塾をやり始めた頃は「格差をなくしたい!」的な思いを持っていました。
教育での格差といえばなんでしょう?たとえば、東京にいて中学受験から大学受験まで毎月二桁万円課金し続ける人が恵まれていて、地方で塾も予備校もなくすべて公立で勉強する人が不幸とか?
まあそういう文脈で理解されることが多いと思います。
2024年現在の私は、格差をどうしたいとかいう思いは1mmもありません。のわりにblogタイトルに「好奇心の格差時代に〜」とか書いていますが、これはblogを開設したときに書いて、直すのもめんどくさくてそのままにしているだけです。
格差ってなんでしょうか?
↑の文脈でもそうですが、格差を語るときに、格差をなくしたいと思っている側は無意識的に「自分はこれまで格差の恵まれたほうで暮らしてきたから、恵まれていないほうを助けたい」と思っています。マウントというやつです。

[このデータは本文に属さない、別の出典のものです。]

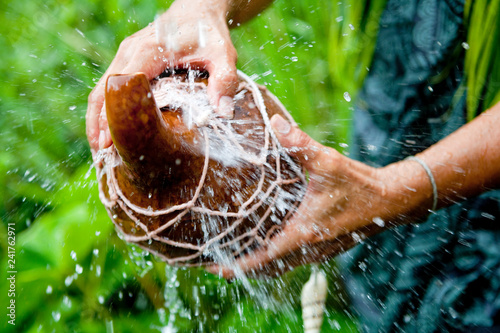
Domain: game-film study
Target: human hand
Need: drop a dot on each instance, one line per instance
(191, 34)
(345, 202)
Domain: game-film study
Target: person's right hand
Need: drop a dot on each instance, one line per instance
(190, 34)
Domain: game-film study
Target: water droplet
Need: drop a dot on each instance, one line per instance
(378, 221)
(56, 315)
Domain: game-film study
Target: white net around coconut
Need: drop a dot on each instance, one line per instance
(217, 135)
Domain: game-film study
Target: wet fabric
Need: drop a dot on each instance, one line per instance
(443, 274)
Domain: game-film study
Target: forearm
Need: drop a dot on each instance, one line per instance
(464, 164)
(467, 162)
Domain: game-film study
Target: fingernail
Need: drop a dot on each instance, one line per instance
(280, 125)
(102, 138)
(226, 107)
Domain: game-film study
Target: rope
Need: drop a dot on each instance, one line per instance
(113, 197)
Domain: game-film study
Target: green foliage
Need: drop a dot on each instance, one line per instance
(74, 274)
(482, 60)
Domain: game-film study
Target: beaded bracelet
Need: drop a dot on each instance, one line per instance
(431, 178)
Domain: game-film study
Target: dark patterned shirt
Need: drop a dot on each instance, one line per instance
(442, 274)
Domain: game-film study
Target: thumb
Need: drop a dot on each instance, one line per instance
(222, 85)
(297, 143)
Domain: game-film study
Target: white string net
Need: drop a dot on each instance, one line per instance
(223, 231)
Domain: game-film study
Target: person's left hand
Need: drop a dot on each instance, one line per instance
(345, 202)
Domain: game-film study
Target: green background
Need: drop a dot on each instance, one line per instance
(73, 272)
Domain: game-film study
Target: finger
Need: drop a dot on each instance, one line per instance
(223, 82)
(293, 237)
(301, 146)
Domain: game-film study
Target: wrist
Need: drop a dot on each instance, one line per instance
(410, 194)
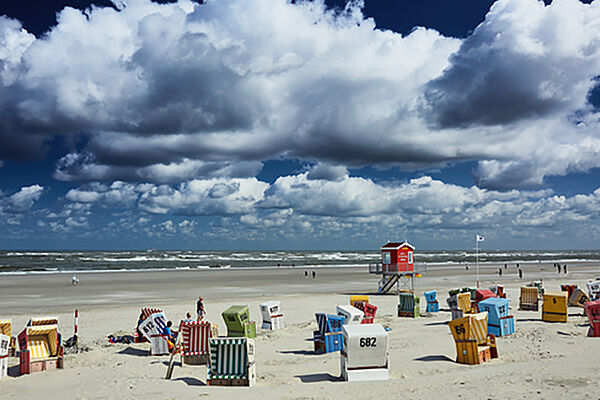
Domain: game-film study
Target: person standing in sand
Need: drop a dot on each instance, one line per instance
(200, 308)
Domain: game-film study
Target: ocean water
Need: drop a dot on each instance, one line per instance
(40, 262)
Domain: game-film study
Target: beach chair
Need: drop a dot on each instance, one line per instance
(369, 311)
(355, 298)
(464, 302)
(272, 316)
(232, 362)
(569, 289)
(195, 343)
(152, 328)
(499, 291)
(408, 305)
(499, 322)
(366, 353)
(4, 348)
(592, 309)
(452, 302)
(237, 320)
(146, 311)
(554, 307)
(539, 286)
(578, 299)
(6, 329)
(594, 289)
(473, 344)
(40, 349)
(529, 300)
(432, 303)
(328, 337)
(351, 314)
(38, 321)
(480, 295)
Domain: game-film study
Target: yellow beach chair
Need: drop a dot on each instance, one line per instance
(554, 308)
(473, 344)
(529, 300)
(40, 349)
(464, 302)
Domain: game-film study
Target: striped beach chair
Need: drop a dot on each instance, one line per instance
(328, 337)
(554, 307)
(4, 347)
(152, 328)
(464, 302)
(432, 303)
(369, 311)
(408, 305)
(6, 329)
(473, 344)
(592, 309)
(529, 300)
(40, 349)
(578, 299)
(146, 311)
(272, 316)
(232, 362)
(195, 345)
(358, 297)
(499, 322)
(237, 320)
(569, 289)
(594, 289)
(37, 321)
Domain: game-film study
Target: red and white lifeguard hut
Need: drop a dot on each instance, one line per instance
(397, 266)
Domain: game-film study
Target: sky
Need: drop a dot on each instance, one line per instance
(274, 124)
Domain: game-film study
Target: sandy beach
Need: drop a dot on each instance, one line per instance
(541, 360)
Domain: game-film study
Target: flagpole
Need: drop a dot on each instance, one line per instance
(477, 257)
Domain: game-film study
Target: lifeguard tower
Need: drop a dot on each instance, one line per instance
(397, 267)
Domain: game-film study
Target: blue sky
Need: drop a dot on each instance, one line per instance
(267, 124)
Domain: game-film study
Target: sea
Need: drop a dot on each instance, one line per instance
(47, 262)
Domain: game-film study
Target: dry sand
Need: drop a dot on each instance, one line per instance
(541, 360)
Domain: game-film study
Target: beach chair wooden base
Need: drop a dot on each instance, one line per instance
(198, 359)
(528, 307)
(554, 317)
(41, 365)
(228, 382)
(406, 314)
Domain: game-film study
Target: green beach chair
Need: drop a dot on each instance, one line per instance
(408, 305)
(237, 320)
(232, 362)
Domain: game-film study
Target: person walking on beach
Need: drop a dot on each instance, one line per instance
(200, 308)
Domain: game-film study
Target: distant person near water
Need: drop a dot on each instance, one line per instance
(200, 308)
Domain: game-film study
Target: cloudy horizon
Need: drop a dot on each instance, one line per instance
(267, 124)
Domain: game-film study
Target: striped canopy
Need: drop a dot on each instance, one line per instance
(196, 336)
(42, 341)
(43, 321)
(229, 358)
(6, 327)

これは教育を十分に受けることが良いことで、そうでないことが悪いことという二元論に基づいています。
でも実際には、教育に関しての二元論は成り立っていないと私は思います。恵まれている-恵まれていない、という二つの状態(あるいはその中間の状態)があるのではなく、教育にどの程度価値を見いだすのかの濃淡があるだけです。
何に価値を感じるかは人によって異なります。教育に毎月10万円かける価値があると思う人もいれば、10万円で毎月家族旅行にいったほうが良いと思う人もいます。この優先度に上下関係がない以上、「格差をなくしたい」とかいう思いはただのおせっかいでしかありません。
放送禁止用語を連発している、昼間っからたこ焼き屋で酒を飲んでいる反社のような人をみると私は嫌悪感や恐怖を感じますが、逆にそういう人から見たら私なんてヒョロヒョロガリガリでインテリぶった気持ち悪いやつ、と思われるかもしれません。
お互いに理解不能な環境にいる場合、無理して交わる必要はありません。
教育も同様で、私なんかは塾をやっていますので教育に価値があると思う人に興味をもってもらうことを考えることが肝要なのだと思います。